The office Christmas party: employers dos and don’ts

By: Emma Hull

Date: 2 December 2019

Workmates celebrate with confetti, balloons and party hats - the office Christmas party.

For most UK employers, throwing a Christmas party is a chance to say a massive thanks for the hard work that your staff have put in over the year, and to celebrate the successes and achievements of the business.

Here we share some advice to ensure that everyone enjoys the Christmas party this year, and that you go back to the office with your reputation - and working relationships - intact.

DO provide non-alcoholic entertainment

It is important to remember that many people avoid drinking alcohol, for a variety of reasons, and that plenty would prefer a soft drink. It is up to you to provide an alternative, whether this means swapping Prosecco for grape juice or providing an alcohol-free beer.

Paul Hunter, Marketing Manager at Liberty Marketing, says: “I don’t like to plan Christmas parties strictly around alcohol. I would never consider booking one of the clubs in town for this reason. If people want to go out afterwards, then that is fair enough, but by doing this, everyone can get involved if they want.

“Last year, one of the Liberty girls was eight months pregnant, so I think she appreciated the sitting-down three-course meal sort of environment.”

DON’T put up mistletoe

Romance and rejection are shaky ground in the office to begin with, so don’t encourage them by putting up mistletoe. Policies on harassment still apply at an office party, and mistletoe can create uncomfortable situations.
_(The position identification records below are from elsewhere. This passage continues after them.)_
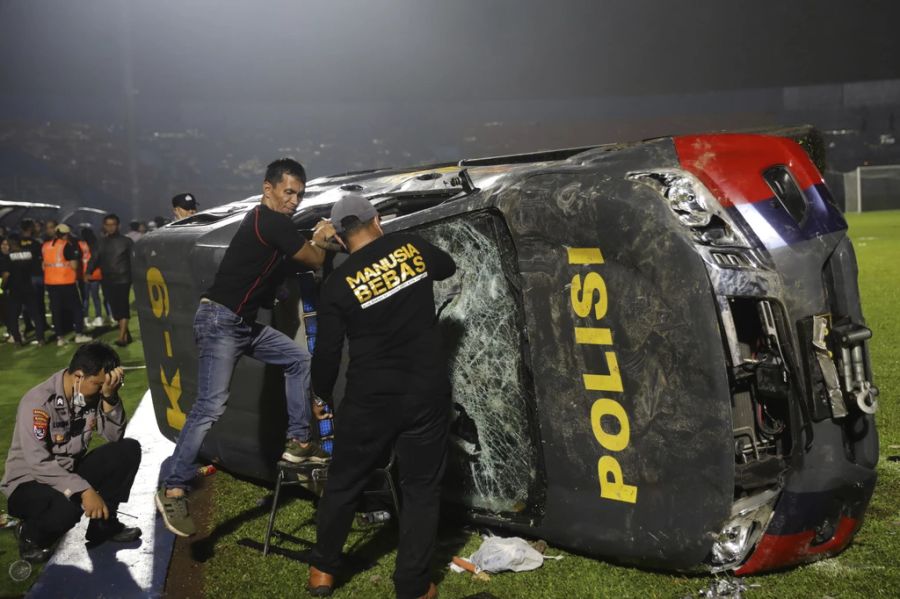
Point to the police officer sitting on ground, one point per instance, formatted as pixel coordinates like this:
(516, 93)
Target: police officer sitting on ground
(184, 205)
(397, 394)
(225, 328)
(51, 479)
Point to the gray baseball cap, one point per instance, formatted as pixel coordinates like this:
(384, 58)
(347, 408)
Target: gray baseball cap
(351, 204)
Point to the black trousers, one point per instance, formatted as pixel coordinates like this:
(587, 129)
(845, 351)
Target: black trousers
(47, 514)
(365, 429)
(65, 306)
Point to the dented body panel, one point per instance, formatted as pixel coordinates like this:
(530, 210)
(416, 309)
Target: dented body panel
(650, 345)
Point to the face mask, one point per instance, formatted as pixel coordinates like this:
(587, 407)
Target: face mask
(77, 395)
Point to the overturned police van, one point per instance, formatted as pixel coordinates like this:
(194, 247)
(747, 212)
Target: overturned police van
(657, 349)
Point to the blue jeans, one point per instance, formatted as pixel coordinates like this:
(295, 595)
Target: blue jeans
(222, 338)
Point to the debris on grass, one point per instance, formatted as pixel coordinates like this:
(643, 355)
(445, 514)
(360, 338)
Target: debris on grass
(727, 588)
(482, 577)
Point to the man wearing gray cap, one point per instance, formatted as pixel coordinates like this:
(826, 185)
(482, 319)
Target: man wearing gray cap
(398, 391)
(184, 205)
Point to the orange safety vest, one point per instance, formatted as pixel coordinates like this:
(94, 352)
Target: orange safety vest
(57, 270)
(85, 258)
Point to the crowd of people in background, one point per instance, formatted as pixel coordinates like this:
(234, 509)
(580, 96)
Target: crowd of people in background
(52, 265)
(71, 269)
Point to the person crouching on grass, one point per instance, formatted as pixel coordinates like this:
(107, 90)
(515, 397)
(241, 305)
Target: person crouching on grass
(51, 479)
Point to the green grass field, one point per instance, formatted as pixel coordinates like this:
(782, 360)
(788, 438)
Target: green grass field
(230, 569)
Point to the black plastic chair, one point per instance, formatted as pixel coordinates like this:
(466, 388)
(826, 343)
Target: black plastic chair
(313, 476)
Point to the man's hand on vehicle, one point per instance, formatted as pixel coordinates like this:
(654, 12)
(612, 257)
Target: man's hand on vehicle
(93, 505)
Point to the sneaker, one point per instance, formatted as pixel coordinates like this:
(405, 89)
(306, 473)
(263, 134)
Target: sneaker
(100, 531)
(320, 584)
(175, 513)
(296, 453)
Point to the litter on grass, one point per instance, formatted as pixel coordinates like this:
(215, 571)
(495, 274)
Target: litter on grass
(499, 554)
(727, 588)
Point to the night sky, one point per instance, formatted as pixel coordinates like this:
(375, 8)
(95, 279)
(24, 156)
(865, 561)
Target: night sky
(356, 72)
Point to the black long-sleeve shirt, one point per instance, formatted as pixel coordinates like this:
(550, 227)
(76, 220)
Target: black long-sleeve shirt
(113, 257)
(382, 299)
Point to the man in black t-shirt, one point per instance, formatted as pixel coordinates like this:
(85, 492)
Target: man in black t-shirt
(398, 390)
(29, 242)
(225, 328)
(16, 272)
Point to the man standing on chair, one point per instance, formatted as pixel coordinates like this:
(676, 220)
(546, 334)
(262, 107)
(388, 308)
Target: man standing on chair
(397, 394)
(225, 329)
Bear in mind that the most common time of year for divorce is just after Christmas - and one of the contributing factors is indiscretions at the office Christmas party. So, it’s probably a good idea to leave the mistletoe at home.
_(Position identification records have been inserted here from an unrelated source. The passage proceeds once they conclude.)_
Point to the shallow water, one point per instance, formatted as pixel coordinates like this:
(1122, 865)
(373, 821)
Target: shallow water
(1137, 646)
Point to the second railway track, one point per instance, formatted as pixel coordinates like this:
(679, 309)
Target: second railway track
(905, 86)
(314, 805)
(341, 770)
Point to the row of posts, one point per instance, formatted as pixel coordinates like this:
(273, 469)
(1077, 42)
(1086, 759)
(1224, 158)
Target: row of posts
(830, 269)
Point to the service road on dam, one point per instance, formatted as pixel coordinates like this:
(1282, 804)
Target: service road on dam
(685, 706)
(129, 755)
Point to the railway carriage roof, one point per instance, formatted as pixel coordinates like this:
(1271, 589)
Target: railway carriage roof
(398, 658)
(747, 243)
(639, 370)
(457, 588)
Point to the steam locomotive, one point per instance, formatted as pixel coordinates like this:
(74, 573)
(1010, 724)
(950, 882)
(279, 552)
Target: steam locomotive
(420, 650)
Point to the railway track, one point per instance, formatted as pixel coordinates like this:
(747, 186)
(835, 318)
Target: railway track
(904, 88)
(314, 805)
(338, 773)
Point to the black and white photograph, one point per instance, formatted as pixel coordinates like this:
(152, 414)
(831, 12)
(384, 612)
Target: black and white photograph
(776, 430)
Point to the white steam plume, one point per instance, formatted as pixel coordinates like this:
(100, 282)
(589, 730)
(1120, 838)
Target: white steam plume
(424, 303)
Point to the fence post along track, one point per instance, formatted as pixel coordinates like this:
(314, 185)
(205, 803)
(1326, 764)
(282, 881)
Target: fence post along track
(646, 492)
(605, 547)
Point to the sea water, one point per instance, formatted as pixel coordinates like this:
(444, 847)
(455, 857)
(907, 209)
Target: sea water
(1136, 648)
DO remind employees to drink and act responsibly

If things get publicly out of hand at the Christmas do, your employees’ behaviour could reflect very badly on you and your business. It is important to remind employees that they will be representing the company on a night out, and that it is still a work event.

DON’T force attendance

You shouldn’t ever pressure your employees to attend a work Christmas party. They may not get on with everyone in the office, may have other commitments at home, or simply may not enjoy social situations.
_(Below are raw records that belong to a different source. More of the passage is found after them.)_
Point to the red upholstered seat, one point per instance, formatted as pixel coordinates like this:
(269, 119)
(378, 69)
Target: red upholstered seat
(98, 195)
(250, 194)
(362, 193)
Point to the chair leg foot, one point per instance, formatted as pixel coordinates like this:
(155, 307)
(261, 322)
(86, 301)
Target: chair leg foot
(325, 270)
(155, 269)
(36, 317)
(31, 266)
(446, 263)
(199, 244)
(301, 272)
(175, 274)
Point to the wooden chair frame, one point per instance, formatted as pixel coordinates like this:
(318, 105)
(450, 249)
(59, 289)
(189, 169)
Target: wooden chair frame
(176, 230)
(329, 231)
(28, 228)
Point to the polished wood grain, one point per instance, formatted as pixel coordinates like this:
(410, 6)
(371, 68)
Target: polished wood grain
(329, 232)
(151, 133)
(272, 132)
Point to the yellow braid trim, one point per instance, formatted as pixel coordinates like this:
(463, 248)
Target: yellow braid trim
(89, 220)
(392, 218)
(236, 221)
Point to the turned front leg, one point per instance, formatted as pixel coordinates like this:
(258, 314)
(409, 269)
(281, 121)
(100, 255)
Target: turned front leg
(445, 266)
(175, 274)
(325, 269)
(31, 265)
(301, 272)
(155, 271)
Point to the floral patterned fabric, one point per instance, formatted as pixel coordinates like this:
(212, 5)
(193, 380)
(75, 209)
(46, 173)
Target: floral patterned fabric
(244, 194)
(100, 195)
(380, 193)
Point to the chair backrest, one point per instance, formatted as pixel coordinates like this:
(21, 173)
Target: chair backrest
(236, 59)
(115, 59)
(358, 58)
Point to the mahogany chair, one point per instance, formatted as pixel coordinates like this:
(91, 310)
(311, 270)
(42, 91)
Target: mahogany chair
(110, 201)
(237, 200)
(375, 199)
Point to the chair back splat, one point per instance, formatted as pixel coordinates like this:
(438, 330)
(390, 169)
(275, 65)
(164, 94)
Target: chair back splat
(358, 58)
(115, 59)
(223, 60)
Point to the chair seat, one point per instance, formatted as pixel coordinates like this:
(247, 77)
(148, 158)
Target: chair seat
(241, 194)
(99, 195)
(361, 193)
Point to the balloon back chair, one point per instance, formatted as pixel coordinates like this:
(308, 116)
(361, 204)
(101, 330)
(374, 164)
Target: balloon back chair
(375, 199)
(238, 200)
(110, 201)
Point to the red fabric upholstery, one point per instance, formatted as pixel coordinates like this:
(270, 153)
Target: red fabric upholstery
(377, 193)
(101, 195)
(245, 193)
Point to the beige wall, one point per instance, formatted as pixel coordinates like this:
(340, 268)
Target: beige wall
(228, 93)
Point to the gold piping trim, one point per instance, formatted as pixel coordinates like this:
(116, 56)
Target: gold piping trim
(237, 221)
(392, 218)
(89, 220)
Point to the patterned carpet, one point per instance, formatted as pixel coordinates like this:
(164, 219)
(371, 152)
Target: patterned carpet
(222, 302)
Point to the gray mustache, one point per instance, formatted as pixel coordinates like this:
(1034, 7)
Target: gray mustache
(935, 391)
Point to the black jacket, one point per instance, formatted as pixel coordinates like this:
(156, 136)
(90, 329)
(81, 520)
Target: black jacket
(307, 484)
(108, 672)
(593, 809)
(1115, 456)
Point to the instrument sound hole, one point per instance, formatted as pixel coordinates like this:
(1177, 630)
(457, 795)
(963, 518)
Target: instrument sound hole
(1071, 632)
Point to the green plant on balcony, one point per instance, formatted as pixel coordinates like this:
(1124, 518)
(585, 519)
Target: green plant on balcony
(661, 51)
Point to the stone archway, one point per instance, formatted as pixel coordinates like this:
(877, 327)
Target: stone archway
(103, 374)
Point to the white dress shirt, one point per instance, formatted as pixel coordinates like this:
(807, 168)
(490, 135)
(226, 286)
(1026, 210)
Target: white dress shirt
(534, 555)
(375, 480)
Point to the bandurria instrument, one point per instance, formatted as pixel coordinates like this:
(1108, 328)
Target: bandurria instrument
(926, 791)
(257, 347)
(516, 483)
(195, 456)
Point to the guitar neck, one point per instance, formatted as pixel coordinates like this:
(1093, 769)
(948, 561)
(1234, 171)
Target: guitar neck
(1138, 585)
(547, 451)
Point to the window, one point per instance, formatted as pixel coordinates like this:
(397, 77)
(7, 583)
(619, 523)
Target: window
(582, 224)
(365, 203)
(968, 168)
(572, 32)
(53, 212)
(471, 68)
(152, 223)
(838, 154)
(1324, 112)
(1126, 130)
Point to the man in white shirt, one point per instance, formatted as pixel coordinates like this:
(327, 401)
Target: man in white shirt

However, equally, the offer should be open to everyone (including part-timers and remote workers). Nobody should feel excluded if they do want to celebrate with their colleagues.

DO encourage people to mingle

Christmas parties are the chance to get to know people that you don’t speak to on a day-to-day basis. It gives your employees the chance to socialise and perhaps make new friendships, whether it’s just a quick friendly chat when passing someone in the work corridor, or someone they might want to see outside of work.

Helen Hose, HR Manager from Pure Commercial Finance, agrees: “It can be tempting to stick with the workmates that you’ve known for a while whilst on office outings. However, the Christmas party is a great opportunity to get to know everyone, and to make new employees feel a part of the team.”